3) l’incertezza su quanto tutto ciò potrà durare prima di rischiare concretamente un grande reset di estinzione parziale di specie (tra cui buona parte della nostra); 4) il fatto che il fenomeno è cumulativo ed a soglia critica per lo più ignota e quando manifesta la sua drammatica attualità è sempre troppo tardi.

Conclusione: poco sappiamo, pochi ne sanno, molti non hanno interesse a saperne e che si sappia.

Da cui sorge per simmetria la diagnosi del fatidico: “ed allora che fare?” ammesso noi si sappia e condivida di quanto riportato nell’ultima riga di conclusione. La ricetta è semplice a dirsi, tutt’altro a farsi ovvero promuovere conoscenza migliore, sbugiardare chi nega e mente, promuovere sistemi di diffusione di conoscenza allargata.

Da tempo, abbiamo capito che per la specie umana i tempi dell’evoluzione biologica (genetica) non sono sincroni col tempo della nostra trasformazione del mondo e delle nostre società, dobbiamo affiancargli l’evoluzione culturale. Ma anche questa conoscenza è ristretta, limitata a pochi, avversata da più parti. Chi vi fa appello è visto come un romantico intellettuale dallo scarso senso pratico rispetto al più concreto “si vabbe’ ma domani che se magna?”.

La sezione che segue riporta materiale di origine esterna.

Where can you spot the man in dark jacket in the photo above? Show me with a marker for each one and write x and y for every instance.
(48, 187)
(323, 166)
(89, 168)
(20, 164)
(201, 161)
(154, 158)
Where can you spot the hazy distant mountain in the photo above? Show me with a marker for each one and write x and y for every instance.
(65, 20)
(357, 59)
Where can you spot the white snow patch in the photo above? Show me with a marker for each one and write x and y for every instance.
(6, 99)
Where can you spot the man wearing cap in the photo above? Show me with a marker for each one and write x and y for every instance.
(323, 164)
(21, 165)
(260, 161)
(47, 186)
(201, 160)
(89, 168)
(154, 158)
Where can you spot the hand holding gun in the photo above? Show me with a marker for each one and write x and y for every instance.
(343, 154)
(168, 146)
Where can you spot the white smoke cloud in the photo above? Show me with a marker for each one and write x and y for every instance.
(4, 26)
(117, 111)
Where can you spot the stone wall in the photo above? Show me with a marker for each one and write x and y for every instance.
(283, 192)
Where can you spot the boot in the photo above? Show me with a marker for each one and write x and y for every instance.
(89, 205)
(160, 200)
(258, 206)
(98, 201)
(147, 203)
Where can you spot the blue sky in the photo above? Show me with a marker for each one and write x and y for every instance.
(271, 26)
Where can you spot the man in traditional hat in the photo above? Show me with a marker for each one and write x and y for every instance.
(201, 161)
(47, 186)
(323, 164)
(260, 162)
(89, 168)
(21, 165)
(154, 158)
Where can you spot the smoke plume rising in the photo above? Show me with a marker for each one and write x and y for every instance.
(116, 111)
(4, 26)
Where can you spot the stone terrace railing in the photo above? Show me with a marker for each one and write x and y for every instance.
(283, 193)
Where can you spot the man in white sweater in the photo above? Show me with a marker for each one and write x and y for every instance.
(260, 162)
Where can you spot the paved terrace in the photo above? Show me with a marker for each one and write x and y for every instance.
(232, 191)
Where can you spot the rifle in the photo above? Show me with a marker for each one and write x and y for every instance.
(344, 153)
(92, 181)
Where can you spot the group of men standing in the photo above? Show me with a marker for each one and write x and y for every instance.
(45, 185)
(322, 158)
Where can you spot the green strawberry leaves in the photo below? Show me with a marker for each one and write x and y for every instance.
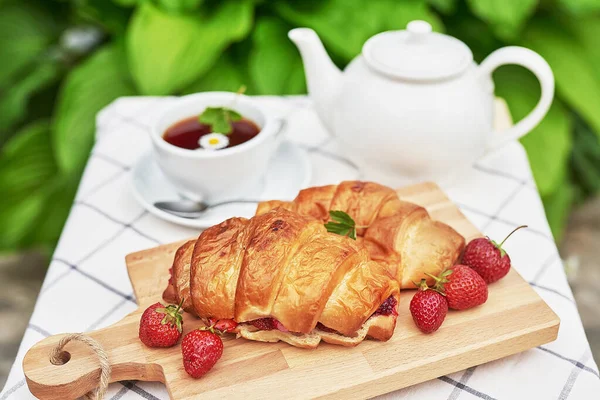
(219, 118)
(172, 316)
(342, 224)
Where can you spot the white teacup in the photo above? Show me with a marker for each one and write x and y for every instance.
(212, 176)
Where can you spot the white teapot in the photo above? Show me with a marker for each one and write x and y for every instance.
(414, 105)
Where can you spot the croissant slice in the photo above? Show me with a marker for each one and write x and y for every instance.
(396, 233)
(282, 276)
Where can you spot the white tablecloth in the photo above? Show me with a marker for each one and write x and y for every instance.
(87, 286)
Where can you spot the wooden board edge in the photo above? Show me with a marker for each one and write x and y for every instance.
(517, 343)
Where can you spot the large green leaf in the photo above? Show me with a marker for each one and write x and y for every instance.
(585, 159)
(26, 167)
(549, 144)
(112, 17)
(577, 82)
(275, 65)
(580, 7)
(558, 207)
(586, 30)
(127, 3)
(475, 33)
(167, 52)
(178, 6)
(444, 6)
(58, 194)
(345, 25)
(91, 86)
(225, 75)
(14, 99)
(25, 33)
(506, 17)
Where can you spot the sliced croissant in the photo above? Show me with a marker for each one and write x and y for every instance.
(286, 267)
(395, 232)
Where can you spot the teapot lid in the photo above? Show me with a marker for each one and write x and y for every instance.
(417, 53)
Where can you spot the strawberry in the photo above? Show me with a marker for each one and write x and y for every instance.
(488, 258)
(223, 325)
(463, 287)
(201, 349)
(161, 326)
(428, 308)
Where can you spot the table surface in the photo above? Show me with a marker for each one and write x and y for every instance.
(87, 287)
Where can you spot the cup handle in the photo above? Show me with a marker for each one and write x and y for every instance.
(540, 68)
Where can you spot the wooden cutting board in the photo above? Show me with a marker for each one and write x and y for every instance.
(514, 319)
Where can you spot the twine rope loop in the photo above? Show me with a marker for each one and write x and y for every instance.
(59, 357)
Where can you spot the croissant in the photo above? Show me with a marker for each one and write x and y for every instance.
(282, 276)
(393, 231)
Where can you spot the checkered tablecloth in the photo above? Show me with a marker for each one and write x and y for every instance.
(87, 286)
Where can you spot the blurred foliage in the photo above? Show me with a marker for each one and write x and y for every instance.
(64, 60)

Ogni forma di emancipazione sociale ed individuale, nella storia, è stata accompagnata da un salto di conoscenza e sua condivisione. Il motivo è semplice, gli esseri umani agiscono in base a ciò che pensano e pensano in base a ciò che sanno. Se volete cambiare il mondo, cosa terribilmente pratica e tutt’altro che astratta, non c’è altra via che fargli sapere le cose, fargli pensare in modo adeguato, farli agire da soli in conseguenza.

Purtroppo, ciò non piace a molti, inclusi quegli aspiranti “cambiatori del mondo” che però vorrebbero esser loro l’individuo eroico e potente sommerso di “riconoscimento” che ha indicato e guidato il cambiamento.

Le due più grandi rivoluzioni umane nella storia recente del mondo sono state la conversione agricola di cinquemila anni fa e la c.d. rivoluzione verde di settanta anni fa che ha prodotto la grande inflazione demografica del nostro nuovo mondo complesso. È sempre una questioni di campi da coltivare e non di ingegneria con capimastri, ingegneri, archistar, imprese di costruzioni. Seminare, dare acqua, proteggere i processi di emancipazione che vanno lasciati svolgersi e non tirati di qui e di là affinché l’élite dei giusti prenda il posto dell’élite degli sbagliati.

Non esiste una élite dei giusti, è contraddizione di concetto, l’unica giustizia è quella che solo i Molti possono decidere sia tale, dandosi il nomos (Νόμος) da soli (auto-nomia). Nel caso in oggetto più specificatamente, una giustizia che introietti anche i due concetti di: limite e catene delle conseguenze. Salvo poi riceverne conferma o meno dal mondo che vivono ovvero verificare un positivo adattamento o l’uscita dal registro della storia.